The Penelopiad, a quick read that's already garnering good reviews, could be seen as a blockbuster made to order.
The rest of the Myths series, which will include contributions from A..S. Byatt, Donna Tartt, Victor Pelevin and others, is to follow the same format. Each book is small and only 150 to 200 pages long, with not much text per page.
The series was dreamed up by Jamie Byng of Edinburgh-based Canongate Books, who has since risen to international prominence as publisher of the best-selling novels Life of Pi and Vernon God Little. He originally mentioned the idea one night at the Frankfurter Hof hotel in 1998 in a gathering of a small Who's Who of international publishing: Louise Dennys of Random House Canada and Knopf Canada, Arnulf Conradi of Berlin Verlag and Morgan Entrekin of Grove/Atlantic.
"It was very much one of those great Frankfurt Book Fair nights, where you are sitting around with like-minded fellow publishers and looking at book ideas," Dennys says. The notion of keeping the Myths series light and fun, rather than heavy and scholarly, was key.
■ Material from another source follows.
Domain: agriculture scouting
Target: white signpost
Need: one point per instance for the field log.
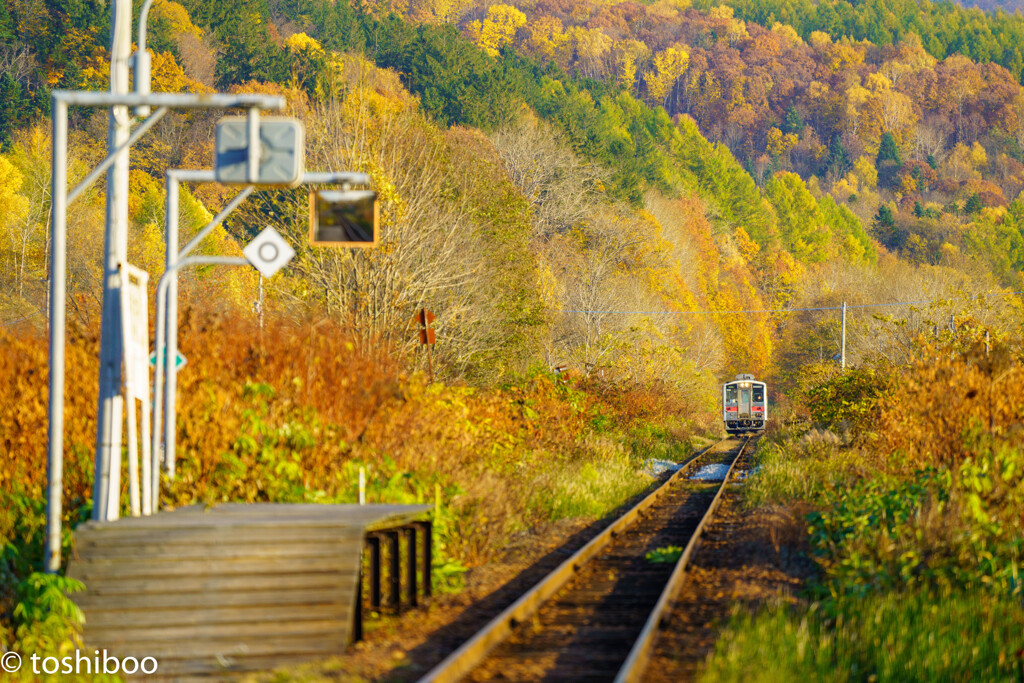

"The fun of it is something that has, in fact, remained with the series since the beginning, and it's very much a part of Margaret Atwood's book and some of the others that are coming down the pipeline too."
New books in the series could still be coming out in 2015 or 2030, Dennys continues.
"The way that it is being conceived at the moment and the way in which writers are approaching it is that we are looking to go forward over the next 10, 20 years — to do something that will involve all the great myths of the world, reinvented and rewritten for our contemporary times."
In rewriting the Penelope myth, Atwood limited herself to sources such as The Odyssey and other ancient versions. She didn't invent anything, she says, other than dialogue and the occasional scene that transposes modern-day elements, such as a brief mock trial held in the afterworld. Winterson's recreation of Atlas and Heracles, on the other hand, includes the nice touch of having Atlas rescue a dog from a Russian Sputnik.
Would Atwood like to tackle another myth?
"No!!" she blurts out in a surprisingly girlish, uncharacteristic voice. "No, why would I?" she says, resuming her usual cool demeanour. "No. No reason for me to do another one."
And this makes one wonder: In the end, is The Penelopiad a product of Atwood's or the publisher's inspiration? As Atwood says jokingly, Byng, in particular, cornered her into contributing to the series.
Still, given how amusing and innovative Atwood is in handling the myth, with Penelope and Helen having catty exchanges in the afterworld and the dead maids singing in judgment, the point isn't so much in the originality of the story, but in the storytelling.